‘Cat-and-mouse game’ creates believable fake photos
The woman in the photo seems familiar. She looks like Jennifer Aniston, the “Friends” actress, or Selena Gomez, the child star turned pop singer. But not exactly.
She appears to be a celebrity, one of the beautiful people photographed outside a movie première or an awards show. And yet you cannot quite place her.
That’s because she’s not real. She was created by a machine.
The image is one of the faux celebrity photos generated by software under development at Nvidia, the big-name computer chipmaker that is investing heavily in research involving artificial intelligence.
At a lab in Finland, a small team of Nvidia researchers recently built a system that can analyze thousands of (real) celebrity snapshots, recognize common patterns and create new images that look much the same — but are still a little different. The system can also generate realistic images of horses, buses, bicycles, plants and many other common objects.
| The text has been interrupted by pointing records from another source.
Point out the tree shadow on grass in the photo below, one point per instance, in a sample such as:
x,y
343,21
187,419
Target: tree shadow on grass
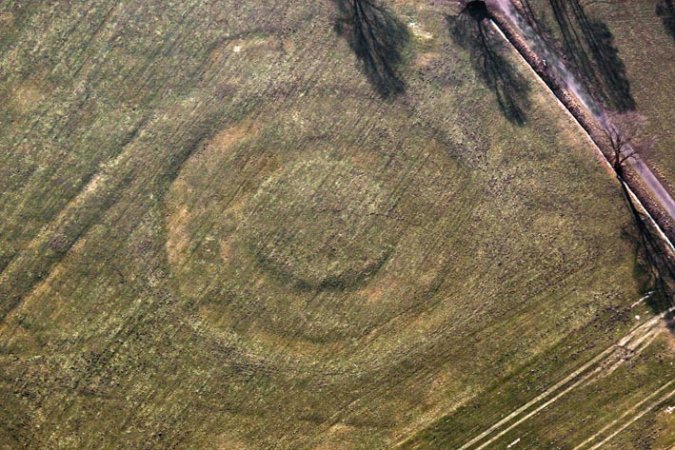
x,y
378,38
652,265
589,45
471,31
666,11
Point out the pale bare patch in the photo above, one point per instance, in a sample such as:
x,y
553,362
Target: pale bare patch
x,y
336,437
377,291
226,441
181,214
6,19
424,60
419,32
178,239
28,96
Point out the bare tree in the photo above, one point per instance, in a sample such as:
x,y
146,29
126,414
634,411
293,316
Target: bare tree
x,y
626,135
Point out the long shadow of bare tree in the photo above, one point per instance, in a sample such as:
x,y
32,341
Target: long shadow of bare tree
x,y
588,45
651,260
666,11
471,31
378,39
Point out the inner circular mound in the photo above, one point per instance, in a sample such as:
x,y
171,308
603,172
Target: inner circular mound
x,y
321,223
The project is part of a vast and varied effort to build technology that can automatically generate convincing images — or alter existing images in equally convincing ways. The hope is that this technology can significantly accelerate and improve the creation of computer interfaces, games, movies and other media, eventually allowing software to create realistic imagery in moments rather than the hours — if not days — it can now take human developers.
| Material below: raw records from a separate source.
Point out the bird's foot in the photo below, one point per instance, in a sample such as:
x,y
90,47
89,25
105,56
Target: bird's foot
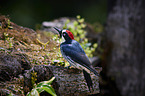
x,y
69,67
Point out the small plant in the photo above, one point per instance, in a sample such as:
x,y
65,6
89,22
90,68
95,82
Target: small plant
x,y
41,87
8,39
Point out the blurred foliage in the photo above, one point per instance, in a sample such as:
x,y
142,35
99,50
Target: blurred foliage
x,y
38,11
41,87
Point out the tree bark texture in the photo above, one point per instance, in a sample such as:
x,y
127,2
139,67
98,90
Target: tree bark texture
x,y
125,32
68,82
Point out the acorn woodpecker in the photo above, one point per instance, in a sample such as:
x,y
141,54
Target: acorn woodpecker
x,y
75,55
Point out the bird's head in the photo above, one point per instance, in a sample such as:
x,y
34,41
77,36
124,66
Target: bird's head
x,y
65,33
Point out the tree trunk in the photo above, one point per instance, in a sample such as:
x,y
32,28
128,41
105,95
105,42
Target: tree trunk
x,y
125,34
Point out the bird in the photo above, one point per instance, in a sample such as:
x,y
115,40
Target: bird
x,y
72,52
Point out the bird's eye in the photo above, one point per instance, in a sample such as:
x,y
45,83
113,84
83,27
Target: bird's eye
x,y
64,34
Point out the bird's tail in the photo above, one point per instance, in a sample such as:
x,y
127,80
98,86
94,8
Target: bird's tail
x,y
93,70
88,80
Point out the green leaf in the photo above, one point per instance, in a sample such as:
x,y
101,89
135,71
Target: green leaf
x,y
50,81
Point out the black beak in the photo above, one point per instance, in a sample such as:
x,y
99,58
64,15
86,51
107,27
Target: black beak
x,y
59,30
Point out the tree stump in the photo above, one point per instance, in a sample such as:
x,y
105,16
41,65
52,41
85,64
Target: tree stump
x,y
68,82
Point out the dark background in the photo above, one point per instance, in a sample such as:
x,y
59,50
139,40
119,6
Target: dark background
x,y
28,13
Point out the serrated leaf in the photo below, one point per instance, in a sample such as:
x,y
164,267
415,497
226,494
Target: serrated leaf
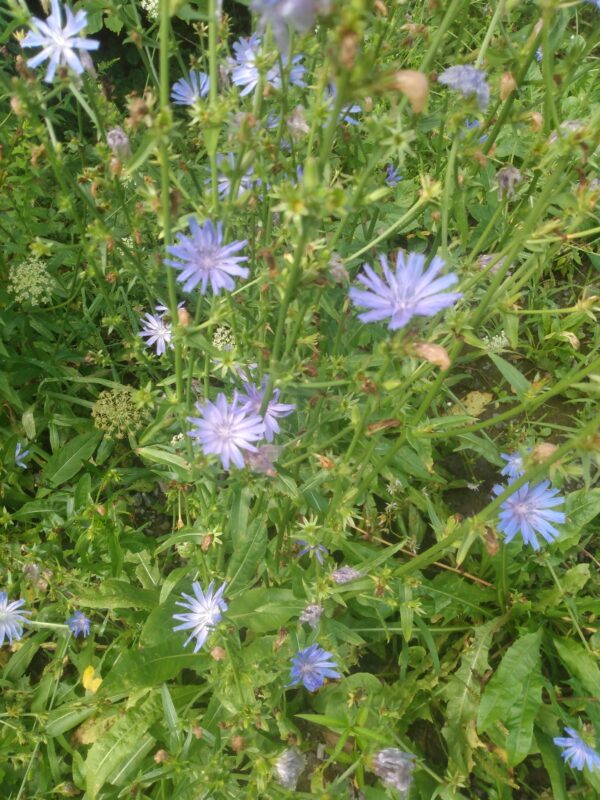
x,y
112,756
67,462
150,666
463,692
513,697
248,554
581,664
In recent years, thanks to a breed of algorithm that can learn tasks by analyzing vast amounts of data, companies like Google and Facebook have built systems that can recognize faces and common objects with an accuracy that rivals the human eye. Now, these and other companies, alongside many of the world’s top academic AI labs, are using similar methods to both recognize and create.
Nvidia’s images can’t match the resolution of images produced by a top-of-the-line camera, but when viewed on even the largest smartphones, they are sharp, detailed and, in many cases, remarkably convincing.
Like other prominent AI researchers, the
Nvidia team believes the techniques that drive this project will continue to improve in the months and years to come, generating significantly larger and more complex images.
“We think we can push this further, generating not just photos but 3-D images that can be used in computer games and films,” said Jaakko Lehtinen, one of the researchers behind the project.
As it built a system that generates new celebrity faces, the Nvidia team went a step further in an effort to make them far more believable. It set up two neural networks — one that generated the images and another that tried to determine whether those images were real or fake. These are called generative adversarial networks, or GANs. In essence, one system does its best to fool the other — and the other does its best not to be fooled.
“The computer learns to generate these images by playing a cat-and-mouse game against itself,” Lehtinen said.
A second team of Nvidia researchers recently built a system that can automatically alter a street photo taken on a summer’s day so that it looks like a snowy winter scene. Researchers at the University of California, Berkeley, have designed another that learns to convert horses into zebras and Monets into van Goghs. DeepMind, a Londonbased AI lab owned by Google, is exploring technology that can generate its own videos. And Adobe is fashioning similar machine learning techniques with an eye toward pushing them into products like Photoshop, its popular image design tool.
But new concerns come with the power to create this kind of imagery.
With so much attention on fake media these days, we could soon face an even wider range of fabricated images than we do today.
“The concern is that these techniques will rise to the point where it becomes very difficult to discern truth from falsity,” said Tim Hwang, who previously oversaw AI policy at Google and is now director of the Ethics and Governance of Artificial Intelligence Fund, an effort to fund ethical AI research. “You might believe that accelerates problems we already have.”
Researchers are also using a wide range of other machine learning techniques to edit video in more convincing — and sometimes provocative — ways.
In August, a group at the University of Washington made headlines when it built a system that could put new words into the mouth of a Barack Obama video. Others, including Pinscreen, a California startup, and iFlyTek of China, are developing similar techniques using images of President Donald Trump.
The results are not completely convincing. But the rapid progress of GANs and other techniques point to a future where it becomes easier for anyone to generate faux images or doctor the real thing. That is cause for real concern among experts like Hwang.
Many of us still put a certain amount of trust in photos and videos that we don’t necessarily put in text or word of mouth. Hwang believes the technology will evolve into a kind of AI arms race pitting those trying to deceive against those trying to identify the deception.
Lehtinen agrees that as time goes on, we may have to rethink the very nature of imagery. “We are approaching some fundamental questions,” he said.